Ich bin mittlerweile mit der avid elixir 7 trail auch warm geworden. Ebenso das 34er Kettenblatt sagt mir immer mehr zu, da das Fahrwerk so schnell und gut vertrauen schafft, dass ich mittlerweile bergab auch treten mag. Anstiege werden mit zunehmendem training auch flacher xD.

Bin seeehr zufrieden. Vor 2 Wochen war ich mit dem bike in Winterberg und die freeride war ein wahres fest mit dem bike.

Ich fahre aktuell 20-30km 600-800hm touren ohne dass ich Probleme mit den Beinen bekomme. Da geht aber auch noch einiges mehr


----------



## MTB-News.de




----------



## Nico Laus (29. Juni 2014)

Hat hier noch jemand Probleme mit einer sich immer wieder verstellenden Gangschaltung? Grund des Übels ist ein lockeres Schaltauge. Die Bohrung im Rahmen, die als Aufnahme für das Schaltauge dient, ist etwas zu groß.  Dadurch kann sich das Schaltauge unter Last um 2-3° verdrehen und nervt dann mit schlechter Schaltperformance.

Wenn es ein Fertigungsproblem am Rahmen ist, dürfte es bestimmt mehrere Bikes betreffen.


----------



## I3uchi (29. Juni 2014)

Kann ich nicht bestätigen, Schaltung arbeitet nach wie vor einwandfrei.


----------



## Uni560 (29. Juni 2014)

Hier ebenso, alles gut funktionierend. Ich schaue mir das die Tage mal genauer an, hätte mir wenn dann aber beim letzten reinigen schon auffallen müssen. Da hatte ich die Schaltung nämlich komplett gereinigt, etc.


----------



## Machinehead (2. Juli 2014)

Habe nun auch endlich mein trailflow in arctic zu hause stehen.
Hatte leider das Pech das die Lyrik defekt war und ich deswegen 2wochen auf eine neue warten musste.
Der Canyon Service hat mich da auch etwas enttäuscht.
Die neue funktioniert jetzt super.Allerdings musste ich feststellen dass die Standrohre feine Kratzer aufweisen und dass das
Rechte viel mehr glänzt als das andere.Es hat auch eine ganz andere Oberflächenstruktur.Hat einer von euch ähnliches feststellen können?
Und ich habe bemerkt dass am Vorderrad ein highroller2 in 2,4 verbaut ist anstatt 2,5 mit supertacky?

Gruß michael


----------



## Darkwingduck (27. Juli 2014)

Hallo Leute, lese hier schon ewig mit und wollte mich jetzt auch mal zu Wort melden:
Ich habe letzte Woche mein Trailflow geliefert bekommen. Das Bike ist sozusagen mein Einstieg in die Fully-Welt. Bis jetzt bin ich auf einem Canyon Stitched singlespeed Dirtbike durch die Gegend gefahren (mehr war leider finanziell nicht drin).
Bis jetzt bin ich mit dem Torque eigentlich super zufrieden. Alles läuft wie ein Uhrwerk. 
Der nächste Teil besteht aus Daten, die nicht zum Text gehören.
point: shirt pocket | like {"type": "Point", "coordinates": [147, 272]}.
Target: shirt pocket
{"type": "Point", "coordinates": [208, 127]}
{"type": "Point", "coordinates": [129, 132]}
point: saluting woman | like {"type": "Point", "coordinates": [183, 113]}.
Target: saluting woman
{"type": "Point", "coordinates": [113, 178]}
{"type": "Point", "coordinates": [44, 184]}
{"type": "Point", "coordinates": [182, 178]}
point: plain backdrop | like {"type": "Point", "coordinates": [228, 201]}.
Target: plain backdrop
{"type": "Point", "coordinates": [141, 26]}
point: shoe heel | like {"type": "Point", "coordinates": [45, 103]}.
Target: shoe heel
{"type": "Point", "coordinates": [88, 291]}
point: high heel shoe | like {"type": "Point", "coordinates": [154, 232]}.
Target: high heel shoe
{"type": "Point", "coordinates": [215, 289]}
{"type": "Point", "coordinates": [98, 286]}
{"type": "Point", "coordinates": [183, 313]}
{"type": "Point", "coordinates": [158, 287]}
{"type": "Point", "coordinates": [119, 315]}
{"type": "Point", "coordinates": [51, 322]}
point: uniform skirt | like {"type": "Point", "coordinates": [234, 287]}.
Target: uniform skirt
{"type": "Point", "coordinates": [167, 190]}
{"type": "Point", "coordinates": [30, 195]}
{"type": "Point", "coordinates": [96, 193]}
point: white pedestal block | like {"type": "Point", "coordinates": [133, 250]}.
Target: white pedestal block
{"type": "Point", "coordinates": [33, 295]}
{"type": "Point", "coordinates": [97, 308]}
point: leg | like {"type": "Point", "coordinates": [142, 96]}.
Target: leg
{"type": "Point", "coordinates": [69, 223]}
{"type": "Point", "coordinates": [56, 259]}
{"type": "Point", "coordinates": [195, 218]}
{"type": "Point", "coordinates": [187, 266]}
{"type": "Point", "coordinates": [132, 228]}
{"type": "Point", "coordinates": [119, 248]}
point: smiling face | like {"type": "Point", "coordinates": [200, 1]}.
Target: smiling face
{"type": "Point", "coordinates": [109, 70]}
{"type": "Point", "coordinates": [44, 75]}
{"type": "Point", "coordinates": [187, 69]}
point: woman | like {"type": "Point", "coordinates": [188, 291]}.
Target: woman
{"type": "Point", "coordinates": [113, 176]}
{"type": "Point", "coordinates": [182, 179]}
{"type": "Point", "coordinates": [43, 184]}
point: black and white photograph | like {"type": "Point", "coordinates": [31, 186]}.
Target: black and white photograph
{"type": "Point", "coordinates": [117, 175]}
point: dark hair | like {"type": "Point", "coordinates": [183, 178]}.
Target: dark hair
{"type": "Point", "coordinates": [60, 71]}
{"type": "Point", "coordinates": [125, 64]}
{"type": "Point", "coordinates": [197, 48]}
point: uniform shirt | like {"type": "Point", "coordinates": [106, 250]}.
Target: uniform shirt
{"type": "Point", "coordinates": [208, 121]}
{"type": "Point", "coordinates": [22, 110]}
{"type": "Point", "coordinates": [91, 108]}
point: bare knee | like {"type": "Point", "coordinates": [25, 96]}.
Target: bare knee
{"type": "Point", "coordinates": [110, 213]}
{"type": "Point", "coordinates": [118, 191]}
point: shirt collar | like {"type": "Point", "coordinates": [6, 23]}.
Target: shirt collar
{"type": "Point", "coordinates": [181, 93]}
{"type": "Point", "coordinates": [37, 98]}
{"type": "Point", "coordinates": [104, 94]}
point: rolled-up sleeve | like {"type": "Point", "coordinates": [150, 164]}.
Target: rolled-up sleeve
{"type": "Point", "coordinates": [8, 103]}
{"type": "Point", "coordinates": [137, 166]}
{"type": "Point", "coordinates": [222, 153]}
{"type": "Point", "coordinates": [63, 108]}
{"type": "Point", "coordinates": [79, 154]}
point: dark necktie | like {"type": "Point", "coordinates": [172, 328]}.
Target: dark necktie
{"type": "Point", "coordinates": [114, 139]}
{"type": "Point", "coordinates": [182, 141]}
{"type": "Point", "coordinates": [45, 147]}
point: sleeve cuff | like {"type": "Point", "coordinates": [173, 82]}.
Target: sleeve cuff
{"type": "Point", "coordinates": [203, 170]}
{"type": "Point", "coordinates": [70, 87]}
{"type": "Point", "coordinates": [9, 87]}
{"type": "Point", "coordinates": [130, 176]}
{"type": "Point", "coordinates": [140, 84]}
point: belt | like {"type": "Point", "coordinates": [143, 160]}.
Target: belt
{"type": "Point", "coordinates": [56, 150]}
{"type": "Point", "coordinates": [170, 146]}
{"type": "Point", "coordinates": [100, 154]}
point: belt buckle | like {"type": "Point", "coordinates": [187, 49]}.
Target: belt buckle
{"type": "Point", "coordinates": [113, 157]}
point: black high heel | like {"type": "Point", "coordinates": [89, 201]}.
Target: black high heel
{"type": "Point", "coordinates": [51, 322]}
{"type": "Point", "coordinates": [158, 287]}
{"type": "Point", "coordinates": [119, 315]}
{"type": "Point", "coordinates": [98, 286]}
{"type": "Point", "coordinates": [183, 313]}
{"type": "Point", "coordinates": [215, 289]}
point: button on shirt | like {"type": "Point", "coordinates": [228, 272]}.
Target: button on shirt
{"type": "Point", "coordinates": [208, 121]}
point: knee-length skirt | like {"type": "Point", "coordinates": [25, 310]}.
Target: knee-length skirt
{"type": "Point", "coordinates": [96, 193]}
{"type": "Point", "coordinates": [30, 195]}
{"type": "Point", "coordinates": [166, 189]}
Eine Sache hat mich allerdings sehr gewundert: Der Rollwiderstand auf Asphalt erscheint mit irgendwie echt extrem. Ich hatte ja schon gelesen, dass Reifen nicht so super Rollen und mir ist auch klar, das es bei so einem Bike nicht darum geht mit einem Rennrad mithalten zu können, aber leider wohne ich in der Stadt und bin nun mal gezwungen erstmal ca.45 Minuten über Strassen und Fahrradweg zu eiern, bevor es Trailmäßig los geht. 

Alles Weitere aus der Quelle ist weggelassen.